On 24. 01. 22 21:16, Mark Brown wrote:
On Mon, Jan 24, 2022 at 08:20:25PM +0100, Jaroslav Kysela wrote:
On 24. 01. 22 18:08, Takashi Iwai wrote:
Jaroslav, is you concern only about the compatibility of user-space?
Or anything else? The compatibility is always certainly a slight
issue; if this breaks really something useful and actually working
stuff, we need to consider the workaround...
My concern is only based on the fact that this code is normally not
reachable. It only costs some CPU ticks and adds extra code to the drivers
without any other benefit. The applications should not use out of range
values and if they do, the behavior is not defined (the drivers should only
avoid crashes).
The code seems to be added only to make things consistent for the test
applications. I don't think that it's worth to care only for this reason.

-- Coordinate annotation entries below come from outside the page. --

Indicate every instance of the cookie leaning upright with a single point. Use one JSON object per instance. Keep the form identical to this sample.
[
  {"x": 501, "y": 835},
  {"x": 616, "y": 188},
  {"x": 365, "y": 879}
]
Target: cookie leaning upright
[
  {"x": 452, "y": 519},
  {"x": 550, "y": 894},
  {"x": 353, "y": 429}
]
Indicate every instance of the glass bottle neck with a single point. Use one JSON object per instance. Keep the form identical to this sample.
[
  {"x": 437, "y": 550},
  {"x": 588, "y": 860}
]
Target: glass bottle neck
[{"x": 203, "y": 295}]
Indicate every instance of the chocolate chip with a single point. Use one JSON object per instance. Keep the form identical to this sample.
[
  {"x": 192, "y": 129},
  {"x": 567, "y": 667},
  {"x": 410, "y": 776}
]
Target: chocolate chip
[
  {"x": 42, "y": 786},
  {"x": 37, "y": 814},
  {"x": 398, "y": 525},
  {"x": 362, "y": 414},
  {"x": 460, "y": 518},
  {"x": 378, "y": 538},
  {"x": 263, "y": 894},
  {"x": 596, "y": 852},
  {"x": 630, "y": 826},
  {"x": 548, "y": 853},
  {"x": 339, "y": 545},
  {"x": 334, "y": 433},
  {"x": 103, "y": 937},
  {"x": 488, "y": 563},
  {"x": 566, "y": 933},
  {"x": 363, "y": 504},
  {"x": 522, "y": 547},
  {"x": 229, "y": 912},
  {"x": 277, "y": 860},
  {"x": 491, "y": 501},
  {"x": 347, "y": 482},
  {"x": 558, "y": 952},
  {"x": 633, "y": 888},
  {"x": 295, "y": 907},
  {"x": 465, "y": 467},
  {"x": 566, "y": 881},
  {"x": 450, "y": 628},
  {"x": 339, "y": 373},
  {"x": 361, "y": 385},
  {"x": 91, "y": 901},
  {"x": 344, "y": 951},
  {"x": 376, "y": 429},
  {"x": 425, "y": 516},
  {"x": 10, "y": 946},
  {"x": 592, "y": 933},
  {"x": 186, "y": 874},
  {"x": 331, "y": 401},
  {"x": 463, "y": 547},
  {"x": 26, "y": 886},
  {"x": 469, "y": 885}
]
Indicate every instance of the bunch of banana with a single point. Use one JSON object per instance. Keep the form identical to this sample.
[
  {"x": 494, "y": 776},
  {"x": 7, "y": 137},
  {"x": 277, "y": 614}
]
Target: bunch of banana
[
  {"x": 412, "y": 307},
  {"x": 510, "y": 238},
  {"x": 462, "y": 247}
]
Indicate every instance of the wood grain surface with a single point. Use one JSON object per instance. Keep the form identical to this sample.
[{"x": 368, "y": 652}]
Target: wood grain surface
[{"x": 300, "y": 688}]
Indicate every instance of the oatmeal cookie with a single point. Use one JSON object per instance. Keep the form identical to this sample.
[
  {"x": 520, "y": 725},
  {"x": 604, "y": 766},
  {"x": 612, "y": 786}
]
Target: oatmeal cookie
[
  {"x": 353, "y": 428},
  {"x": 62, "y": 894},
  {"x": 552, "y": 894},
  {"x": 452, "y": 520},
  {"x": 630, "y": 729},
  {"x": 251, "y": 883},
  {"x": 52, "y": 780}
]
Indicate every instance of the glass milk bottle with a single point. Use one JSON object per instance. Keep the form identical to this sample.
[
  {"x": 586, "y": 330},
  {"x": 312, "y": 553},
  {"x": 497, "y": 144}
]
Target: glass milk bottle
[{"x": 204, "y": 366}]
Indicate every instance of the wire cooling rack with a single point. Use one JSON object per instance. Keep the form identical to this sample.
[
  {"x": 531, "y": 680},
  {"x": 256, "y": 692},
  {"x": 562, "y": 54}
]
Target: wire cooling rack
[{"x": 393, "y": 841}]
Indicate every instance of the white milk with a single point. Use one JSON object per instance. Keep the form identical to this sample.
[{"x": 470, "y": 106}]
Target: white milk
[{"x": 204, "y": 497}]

What is the goal for this code? The result with the proposed code will be -
the SoC core has the extra validation conditions.
We need these checks all the time for the generic ASoC controls since
the values for the controls are stored in the underlying device's
register map so the out of range values will be written to the hardware,
pushing it out of specified use. That's not a great idea in general and
in extreme cases could result in physical damage to the system. The
biggest risk I see here is around speaker drivers since they deal with
high powers, even ignoring silicon requirements we also don't currently
enforce platform maximums that the machine drivers specify - that
feature was added after an inexperienced user burnt out the speakers in
their Chromebook since the speakers in the system were rated for much
lower powers than the CODEC was able to deliver.
It may be good to add this to the comment for two related patches. It's not
obvious from the first glance. So one condition is a must.
Basically, I think that those checks should be marked as debug and they
should be optional like we do for CONFIG_SND_CTL_VALIDATION and enable only
the fast path by default.
Note also that for everything using these helpers the underlying
register map will be regmap based and with the possible exception of
MMIO based regmaps the cost of writing out the new register value will
be overwhelmingly greater than that of the bounds checks. It is
extremely hard to envision a scenario in which even a pathological
application would be able to observe a meaningful performance impact.
It's true that your patches are touching the universal code.
I stop complain for now. I just don't like to add chunks of the extra code
just to resolve something which is not eventually a problem.
Jaroslav
--
Jaroslav Kysela <perex@xxxxxxxx>
Linux Sound Maintainer; ALSA Project; Red Hat, Inc.